Salt on the Stairs

Before sunrise I step outside with a plastic scoop and a bag that promises “fast-acting crystals.” The steps are a single sheet of glass, beautiful and treacherous. I scatter salt the way a priest might scatter water—small arcs, practiced, unsentimental.

The sound is precise: grain against concrete, a dry sizzle in the cold. Prevention disguised as ritual. Spread enough and nobody falls; spread too little and someone sues. I have learned the civic math of winter. You do the work now so you don’t have to apologize later.

Streetlights blink out one by one as the sky moves from bruise to steel. The houses across the way are sealed tight, cars idling in driveways like patient animals. Somewhere a radio announces school delays; somewhere a plow scrapes the spine of Main, throwing a glittering tail behind it. We call that safety. Really it’s a tolerance for small, necessary violence.

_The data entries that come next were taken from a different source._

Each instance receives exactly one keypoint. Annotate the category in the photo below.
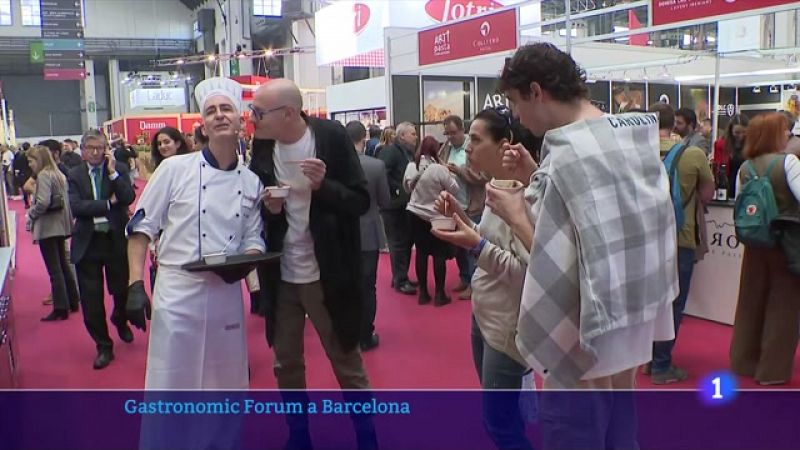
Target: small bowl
(278, 191)
(443, 224)
(508, 185)
(215, 258)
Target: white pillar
(114, 80)
(89, 97)
(786, 29)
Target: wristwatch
(476, 251)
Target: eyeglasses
(259, 113)
(94, 148)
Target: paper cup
(443, 223)
(278, 191)
(508, 185)
(214, 259)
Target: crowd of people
(575, 235)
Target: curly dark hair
(543, 63)
(430, 148)
(173, 134)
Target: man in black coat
(396, 218)
(99, 195)
(22, 171)
(317, 228)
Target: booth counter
(715, 282)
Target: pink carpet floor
(422, 347)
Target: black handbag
(787, 228)
(56, 201)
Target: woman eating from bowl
(502, 260)
(425, 178)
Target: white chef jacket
(197, 338)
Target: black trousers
(369, 277)
(104, 255)
(62, 281)
(398, 233)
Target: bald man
(317, 228)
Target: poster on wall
(441, 98)
(671, 11)
(627, 96)
(790, 101)
(696, 98)
(600, 95)
(662, 93)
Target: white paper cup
(508, 185)
(215, 258)
(278, 191)
(443, 223)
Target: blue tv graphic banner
(402, 419)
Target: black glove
(138, 306)
(233, 275)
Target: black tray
(233, 262)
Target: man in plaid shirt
(602, 273)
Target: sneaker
(461, 287)
(672, 375)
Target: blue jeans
(502, 416)
(662, 350)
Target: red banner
(474, 37)
(147, 127)
(671, 11)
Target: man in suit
(99, 195)
(396, 218)
(372, 239)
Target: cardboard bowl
(443, 223)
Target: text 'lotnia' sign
(479, 36)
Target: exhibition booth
(452, 68)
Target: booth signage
(672, 11)
(148, 126)
(475, 37)
(157, 98)
(447, 10)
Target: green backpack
(756, 208)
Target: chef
(203, 203)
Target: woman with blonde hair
(50, 221)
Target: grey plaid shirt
(604, 244)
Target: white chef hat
(218, 86)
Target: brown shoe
(461, 287)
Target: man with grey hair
(99, 195)
(396, 219)
(316, 227)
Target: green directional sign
(37, 52)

People like to talk about freedom. They rarely mention traction. Freedom without friction is just falling.

I keep scattering until the bag is light and the steps show small islands where the ice retreats. The crystals vanish into the melt, leaving nothing but wet proof that they were here. That’s the trouble with maintenance: success erases the evidence.

I sweep the leftover pellets into a corner for the next freeze and check the handrail for wobble. The screws hold. I picture an accident report that will never be written because today I did the boring thing on time.

Inside, the kettle ticks toward boil. Melt water threads the edges of the steps and runs to the gutter. The sun finally clears the ridge, indifferent and thorough. I hang the scoop by the door where I’ll reach for it again tomorrow.

Civilization begins at the threshold. Sometimes it looks like salt.